Frey's second line of defense is a little more formidable. As he put it on Larry King, "the emotional truth is there" in his book. He means that whatever the bookkeepers and muckrakers turn up, his story has a psychological power that makes its factual status more or less moot. Millions of people, some of them addicts, read the book and were deeply moved. Frey's readings are mob scenes. Are you really going to make a federal case out of where you shelve him in the bookstore?

But that just raises the question, If it's not factual, why didn't Frey publish A Million Little Pieces as fiction? By claiming that his story is literally true, Frey endows it with a heightened immediacy and an emotional force that it would have lacked as a novel. In effect, he borrowed a little extra emotional oomph from his trusting readers, who treated his book as lived experience, a receipt for real dues paid by a real person.

That's not trivial. If Frey wasn't entitled to that immediacy and that force--if he stole that oomph rather than earned it--well, that's cheating. Frey originally shopped the book to publishers as a work of fiction. How does that not set off anybody's alarm bells?

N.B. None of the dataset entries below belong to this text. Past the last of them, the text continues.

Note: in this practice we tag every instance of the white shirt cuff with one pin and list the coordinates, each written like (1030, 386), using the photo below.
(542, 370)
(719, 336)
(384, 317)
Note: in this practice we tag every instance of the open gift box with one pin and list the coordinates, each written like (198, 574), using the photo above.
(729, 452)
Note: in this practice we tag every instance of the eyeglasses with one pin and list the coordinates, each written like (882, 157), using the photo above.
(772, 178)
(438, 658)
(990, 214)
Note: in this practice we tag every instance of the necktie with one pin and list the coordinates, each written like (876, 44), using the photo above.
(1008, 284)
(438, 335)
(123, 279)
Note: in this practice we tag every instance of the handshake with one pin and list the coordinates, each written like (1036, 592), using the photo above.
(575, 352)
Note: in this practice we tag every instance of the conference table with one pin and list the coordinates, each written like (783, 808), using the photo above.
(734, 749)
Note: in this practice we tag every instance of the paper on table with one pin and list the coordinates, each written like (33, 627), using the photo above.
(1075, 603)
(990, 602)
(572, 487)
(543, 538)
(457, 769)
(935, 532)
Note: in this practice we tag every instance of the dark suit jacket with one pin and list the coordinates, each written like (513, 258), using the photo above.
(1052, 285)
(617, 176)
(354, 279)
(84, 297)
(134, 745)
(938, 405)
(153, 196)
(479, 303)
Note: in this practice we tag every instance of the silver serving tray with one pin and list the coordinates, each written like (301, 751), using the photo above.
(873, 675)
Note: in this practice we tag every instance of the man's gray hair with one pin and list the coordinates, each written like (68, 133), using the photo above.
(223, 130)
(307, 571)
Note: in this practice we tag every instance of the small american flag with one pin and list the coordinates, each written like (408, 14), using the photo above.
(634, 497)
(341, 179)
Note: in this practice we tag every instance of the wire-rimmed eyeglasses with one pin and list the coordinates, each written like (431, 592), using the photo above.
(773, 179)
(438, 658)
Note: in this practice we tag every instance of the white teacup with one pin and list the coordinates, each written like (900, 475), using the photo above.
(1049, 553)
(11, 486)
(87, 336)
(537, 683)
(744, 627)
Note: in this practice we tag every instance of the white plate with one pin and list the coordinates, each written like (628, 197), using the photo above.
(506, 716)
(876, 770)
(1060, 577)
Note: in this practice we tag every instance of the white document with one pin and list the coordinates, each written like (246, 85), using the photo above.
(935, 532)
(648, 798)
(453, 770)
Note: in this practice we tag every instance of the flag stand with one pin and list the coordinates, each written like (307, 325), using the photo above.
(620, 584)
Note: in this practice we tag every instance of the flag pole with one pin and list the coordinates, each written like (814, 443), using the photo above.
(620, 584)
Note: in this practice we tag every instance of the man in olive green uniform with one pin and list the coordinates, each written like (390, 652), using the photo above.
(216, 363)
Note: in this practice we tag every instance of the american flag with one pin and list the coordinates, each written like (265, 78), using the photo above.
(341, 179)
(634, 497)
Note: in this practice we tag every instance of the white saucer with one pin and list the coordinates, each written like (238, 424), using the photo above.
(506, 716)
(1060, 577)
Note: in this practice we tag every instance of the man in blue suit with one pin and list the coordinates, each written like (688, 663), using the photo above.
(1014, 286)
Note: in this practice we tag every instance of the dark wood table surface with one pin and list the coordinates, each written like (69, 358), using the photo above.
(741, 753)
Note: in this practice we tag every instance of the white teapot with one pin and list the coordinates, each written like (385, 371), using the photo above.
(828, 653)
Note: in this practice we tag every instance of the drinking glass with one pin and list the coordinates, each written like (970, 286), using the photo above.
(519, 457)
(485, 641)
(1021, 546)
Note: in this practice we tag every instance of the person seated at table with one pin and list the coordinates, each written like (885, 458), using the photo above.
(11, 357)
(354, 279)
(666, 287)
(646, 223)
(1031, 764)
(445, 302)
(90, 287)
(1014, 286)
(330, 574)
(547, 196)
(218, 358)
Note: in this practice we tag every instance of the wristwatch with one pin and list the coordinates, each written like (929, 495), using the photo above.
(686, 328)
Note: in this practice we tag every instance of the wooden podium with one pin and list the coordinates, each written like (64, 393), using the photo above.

But step back a bit from the melee, and you can see a different picture, one that's easier to sympathize with. Whatever its facts are, A Million Little Pieces has moments of great and indisputable honesty, moments when Frey is willing to show himself looking ridiculous and unpleasant and petty and even cowardly. Here's one of them: "Lying became part of my life," he writes about his years as a drug-addicted college student. "I lied if I needed to lie to get something or get out of something."

Nobody questions that Frey was an alcoholic and a drug addict. And one of the habits addicts pick up is bending and breaking the truth on a regular, routine basis. If you look at the distortions in Frey's book not as acts of cynical calculation or self-aggrandizement but as symptoms of his disease, they have a pathos to them. If Frey is still lying, if he can't face his life as he lived it, he's not whole yet. Redemption is a wonderful thing, but it's possible that the man whose life became A Million Little Pieces may not have quite put himself back together again.